Farming Carbon links those wanting to do something for the planet with those who can have the biggest impact: farmers. Most of us don’t have the power to change farming practices. But subscribe to Farming Carbon for £5 a month and you’ll be helping farmers who don’t want to rely on contemporary practices. In return, you’ll get free access to online material. And you’ll be the first to hear about new discoveries and innovations.

What exactly is sustainable farming?

Plants and soil are natural carbon sinks. This means they absorb more carbon from the atmosphere than they release. But thanks to today’s chemical farming practices, nutrition is lacking in the world’s soils. Sustainable farming increases soil health and improves biodiversity. It’s about protecting hedgerows and avoiding chemicals. Instead, sustainable farmers use cover crops and no-till practices to protect root systems. And they carefully manage grazing animals.

Is sustainable farming possible on a large scale?

Sustainable farming: Better quality plants mean better quality manure. And that means better soil and food

Sustainable farming is a success story that is already happening. After a year of diverse planting and no chemicals, the soil on the farm has improved. The high carbon levels in the soil make it like “a fluffy Victoria sponge, only black,” says Stephanie. Before the soil was dry and sandy. But now it’s moist and full of nutrients. It now copes better with erratic weather, absorbing floodwater and retaining it through dry spells.

In sustainable farming, fields aren’t ploughed. Instead, farmers plant three or four diverse crops for animals to graze on. For example, turnip grows beneath the soil, kale grows a metre tall, and lettuce grows in the space between. This nourishes livestock whose hooves aerate the soil, leading to better carbon retention. Crops grow close together to encourage competition. And that encourages everything to grow more.

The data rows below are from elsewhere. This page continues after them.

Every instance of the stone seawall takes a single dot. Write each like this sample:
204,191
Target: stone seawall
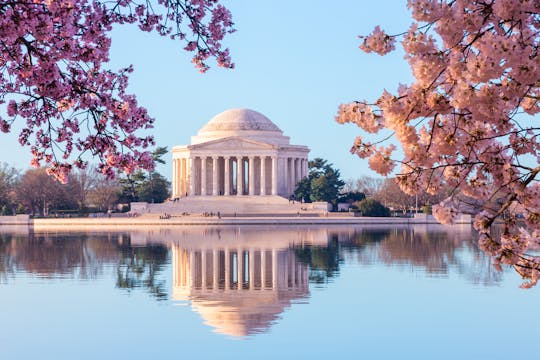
122,223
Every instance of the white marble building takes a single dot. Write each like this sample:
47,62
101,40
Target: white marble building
238,152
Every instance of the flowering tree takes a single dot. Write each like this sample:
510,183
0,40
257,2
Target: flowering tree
468,120
53,78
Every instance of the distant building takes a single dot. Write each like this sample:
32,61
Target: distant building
238,152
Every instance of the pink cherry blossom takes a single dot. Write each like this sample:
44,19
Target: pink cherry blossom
54,79
468,119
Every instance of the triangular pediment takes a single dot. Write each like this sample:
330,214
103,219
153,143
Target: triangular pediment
232,143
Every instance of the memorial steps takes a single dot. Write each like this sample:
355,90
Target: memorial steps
230,206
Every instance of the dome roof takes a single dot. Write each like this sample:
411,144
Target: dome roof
245,123
238,120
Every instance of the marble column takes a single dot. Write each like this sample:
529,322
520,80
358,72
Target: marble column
274,269
274,175
215,273
240,268
263,268
263,175
175,178
239,176
251,260
227,183
191,168
227,269
182,189
203,175
298,171
215,182
203,270
183,177
251,170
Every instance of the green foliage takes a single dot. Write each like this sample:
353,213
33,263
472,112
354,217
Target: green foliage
323,183
8,179
155,189
352,196
370,207
150,187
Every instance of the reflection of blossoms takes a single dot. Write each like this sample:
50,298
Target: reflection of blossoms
444,213
463,121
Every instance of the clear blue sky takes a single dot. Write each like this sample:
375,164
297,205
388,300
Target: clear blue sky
296,61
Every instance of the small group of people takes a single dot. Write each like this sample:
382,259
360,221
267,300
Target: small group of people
212,214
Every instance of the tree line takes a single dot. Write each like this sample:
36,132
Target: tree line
369,195
35,192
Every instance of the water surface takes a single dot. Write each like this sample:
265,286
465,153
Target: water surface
418,292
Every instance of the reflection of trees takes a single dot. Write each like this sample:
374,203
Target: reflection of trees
434,251
323,261
84,256
138,267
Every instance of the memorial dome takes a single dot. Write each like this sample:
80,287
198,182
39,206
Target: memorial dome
239,120
244,123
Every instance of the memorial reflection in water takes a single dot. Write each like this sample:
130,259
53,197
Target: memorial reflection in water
240,279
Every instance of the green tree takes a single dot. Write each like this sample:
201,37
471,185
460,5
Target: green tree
155,189
8,179
41,193
323,183
371,207
150,187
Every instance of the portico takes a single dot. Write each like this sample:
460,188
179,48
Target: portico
239,152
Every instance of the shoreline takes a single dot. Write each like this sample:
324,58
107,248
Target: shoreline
193,220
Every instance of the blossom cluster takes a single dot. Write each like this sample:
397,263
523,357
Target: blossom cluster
53,78
467,121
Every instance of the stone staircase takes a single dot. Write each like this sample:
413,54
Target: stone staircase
230,206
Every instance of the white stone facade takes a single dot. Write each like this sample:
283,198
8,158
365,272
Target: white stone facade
238,152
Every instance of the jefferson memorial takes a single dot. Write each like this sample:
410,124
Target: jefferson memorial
238,152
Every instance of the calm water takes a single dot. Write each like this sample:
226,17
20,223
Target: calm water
260,292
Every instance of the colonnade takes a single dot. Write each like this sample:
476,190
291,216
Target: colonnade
237,269
237,175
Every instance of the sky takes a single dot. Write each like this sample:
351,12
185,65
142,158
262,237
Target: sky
296,61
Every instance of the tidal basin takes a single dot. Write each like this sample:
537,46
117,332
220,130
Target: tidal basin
285,292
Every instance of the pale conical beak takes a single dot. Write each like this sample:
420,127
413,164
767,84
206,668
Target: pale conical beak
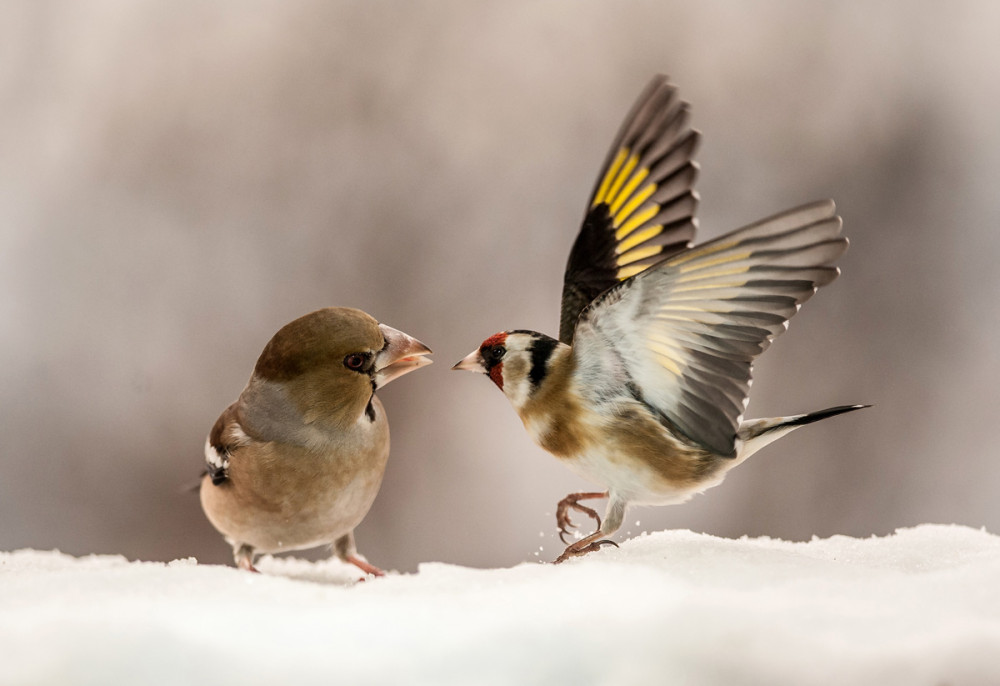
473,362
402,354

“It’s clear that we need to reduce our consumption,” says Stephanie. But the proposed climate bill in Northern Ireland holds farmers responsible for this. It suggests that farmers should reduce their cattle by 81% by 2045. “That will only drive production elsewhere,” adds Stephanie. She hopes that as well as having environmental effects, sustainable farming will also establish food security and positively impact the local economy.

Dry, sandy soil
Before trying sustainable practices. The soil is dry and sandy
Moist soil thanks to sustainable farming practices
After. The soil is moist and fluffy

The future of Farming Carbon

Farming Carbon is still in its beginning stage. By getting involved now, you can be part of the change. One little farm isn’t going to make a huge difference. But Stephanie hopes to inspire more farmers to try sustainable practices. “The change has to come from inspired private individuals,” she says.

What else can I do?

Supporting Farming Carbon isn’t the only step you can take to addressing climate anxiety. Stephanie recommends becoming more informed to start with. “There are companies destroying the forest,” she says. “But there are also people doing incredible things”.

Try to make small swaps. Avoid plastic in your home and choose sustainable alternatives. But don’t feel like a hypocrite if you don’t do things perfectly, Stephanie warns. “The small things you do will always make a difference”.